Le bailleur quant à lui se défend en exposant les arguments suivants :
• les travaux entrepris étaient nécessaires afin d’améliorer les performances thermiques de la résidence et répondre aux objectifs du plan climat de la ville ;
• le seul blocage de l’installation de cette VMC par la locataire a entraîné un retard des travaux dans l’ensemble de la résidence ainsi qu’un surcoût financier ;
• la locataire ne peut pas invoquer un préjudice moral dans le sens où l’exécution des travaux a été autorisée par le juge des contentieux de la protection, sans caractère violent ou abusif.
Le droit à la jouissance paisible du logement loué se heurte ainsi à la nécessité de réaliser des travaux de performance énergétique. La Cour d’appel est alors invitée à appliquer le principe de proportionnalité.
Travaux de rénovation énergétique : une atteinte à la jouissance paisible du locataire ?
À la lecture des atteintes dénoncées par la locataire, la Cour d’appel doit examiner en détail les faits afin de juger si les conséquences de ces travaux sont excessives au vu des bénéfices recherchés.
Après examen des faits, la Cour d’appel confirme le jugement rendu en première instance et déboute la locataire de ses prétentions. Pour cela, la Cour d’appel de Paris retient que :
• les travaux d’installation de la VMC ne comprenaient pas de désamiantage ;
• la plaignante n’a pu produire aucun élément attestant de son état de santé dégradé dû aux travaux ;
• la plaignante a refusé la jouissance d’un logement de courtoisie en journée pour échapper au bruit et à la poussière durant les travaux ;
• la surface de rangements a été réaménagée de manière à ne pas être significativement réduite par le passage du conduit de la VMC.
Par application du principe de proportionnalité, la Cour d’appel considère ainsi que les troubles subis par la locataire sont mineurs par rapport aux bénéfices obtenus avec la réalisation des travaux de rénovation énergétique.
L’intervention nécessaire d’un commissaire de justice
L’intervention d’un commissaire de justice est ici impérative afin de respecter en tous points les droits de la locataire et de prouver la bonne réalisation des travaux.
En effet, le bailleur n’est pas autorisé à procéder seul à l’ouverture forcée du logement occupé par sa locataire. Ce dernier doit impérativement faire appel à un commissaire de justice.

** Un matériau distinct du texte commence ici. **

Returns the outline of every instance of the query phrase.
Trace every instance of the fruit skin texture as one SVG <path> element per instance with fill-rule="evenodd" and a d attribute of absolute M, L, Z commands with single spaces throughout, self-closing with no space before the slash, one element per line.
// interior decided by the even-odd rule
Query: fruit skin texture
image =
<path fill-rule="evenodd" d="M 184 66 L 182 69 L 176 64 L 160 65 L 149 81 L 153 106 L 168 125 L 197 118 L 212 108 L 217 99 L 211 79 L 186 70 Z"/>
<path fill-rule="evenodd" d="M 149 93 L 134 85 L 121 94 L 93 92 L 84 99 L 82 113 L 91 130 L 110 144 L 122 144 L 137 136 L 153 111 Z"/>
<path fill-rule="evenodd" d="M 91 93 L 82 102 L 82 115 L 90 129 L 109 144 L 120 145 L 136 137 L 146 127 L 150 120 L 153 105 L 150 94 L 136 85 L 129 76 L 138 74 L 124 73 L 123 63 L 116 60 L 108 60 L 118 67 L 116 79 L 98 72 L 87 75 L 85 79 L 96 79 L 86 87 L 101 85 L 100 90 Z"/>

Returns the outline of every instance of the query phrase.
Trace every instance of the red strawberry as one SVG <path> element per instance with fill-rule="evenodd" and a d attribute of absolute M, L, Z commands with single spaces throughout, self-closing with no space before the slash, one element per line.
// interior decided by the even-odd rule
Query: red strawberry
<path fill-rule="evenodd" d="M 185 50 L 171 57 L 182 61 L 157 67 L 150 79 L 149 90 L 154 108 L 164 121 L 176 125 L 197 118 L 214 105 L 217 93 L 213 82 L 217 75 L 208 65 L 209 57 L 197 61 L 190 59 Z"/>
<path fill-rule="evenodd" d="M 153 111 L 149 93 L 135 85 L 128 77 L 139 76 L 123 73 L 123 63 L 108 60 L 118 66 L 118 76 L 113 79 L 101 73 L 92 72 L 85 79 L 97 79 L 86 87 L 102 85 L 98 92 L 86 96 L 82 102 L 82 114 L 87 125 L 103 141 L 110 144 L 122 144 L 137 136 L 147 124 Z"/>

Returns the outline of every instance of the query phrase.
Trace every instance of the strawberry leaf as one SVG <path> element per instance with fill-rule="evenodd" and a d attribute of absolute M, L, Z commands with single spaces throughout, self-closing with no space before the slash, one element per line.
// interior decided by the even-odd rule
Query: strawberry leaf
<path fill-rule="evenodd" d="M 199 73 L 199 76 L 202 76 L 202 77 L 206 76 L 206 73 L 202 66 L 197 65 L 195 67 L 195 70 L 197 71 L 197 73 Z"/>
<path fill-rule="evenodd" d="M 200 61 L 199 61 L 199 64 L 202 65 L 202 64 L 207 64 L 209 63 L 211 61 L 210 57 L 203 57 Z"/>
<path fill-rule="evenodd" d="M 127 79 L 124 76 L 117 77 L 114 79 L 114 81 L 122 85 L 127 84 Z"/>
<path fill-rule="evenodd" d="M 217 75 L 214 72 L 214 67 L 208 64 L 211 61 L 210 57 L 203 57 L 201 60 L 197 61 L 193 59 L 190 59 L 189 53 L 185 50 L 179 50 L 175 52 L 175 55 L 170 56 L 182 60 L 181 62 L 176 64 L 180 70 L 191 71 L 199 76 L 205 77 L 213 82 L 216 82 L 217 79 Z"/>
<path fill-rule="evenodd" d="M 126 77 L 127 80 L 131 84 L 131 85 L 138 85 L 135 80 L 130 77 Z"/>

Le commissaire de justice est habilité par jugement à procéder à l’ouverture forcée de la porte si besoin, en la présence d’une autorité de police et avec le concours d’un serrurier.
De même, un commissaire de justice peut dresser un procès-verbal de constat avant travaux et après travaux. Ce type de constat représente une preuve irréfutable jusqu’à preuve du contraire de l’état du logement avant travaux et après travaux. Face à un locataire manifestement hostile à des travaux, un bailleur pourra ainsi prouver devant le juge la bonne réalisation des travaux sans atteinte disproportionnée aux droits du locataire.
De manière générale, il est conseillé de demander un constat avant travaux et après travaux à un commissaire de justice dans le cadre d’une location. Cette précaution permet à tout bailleur de disposer d’éléments de preuve attestant de sa bonne foi en cas de litige avec son locataire.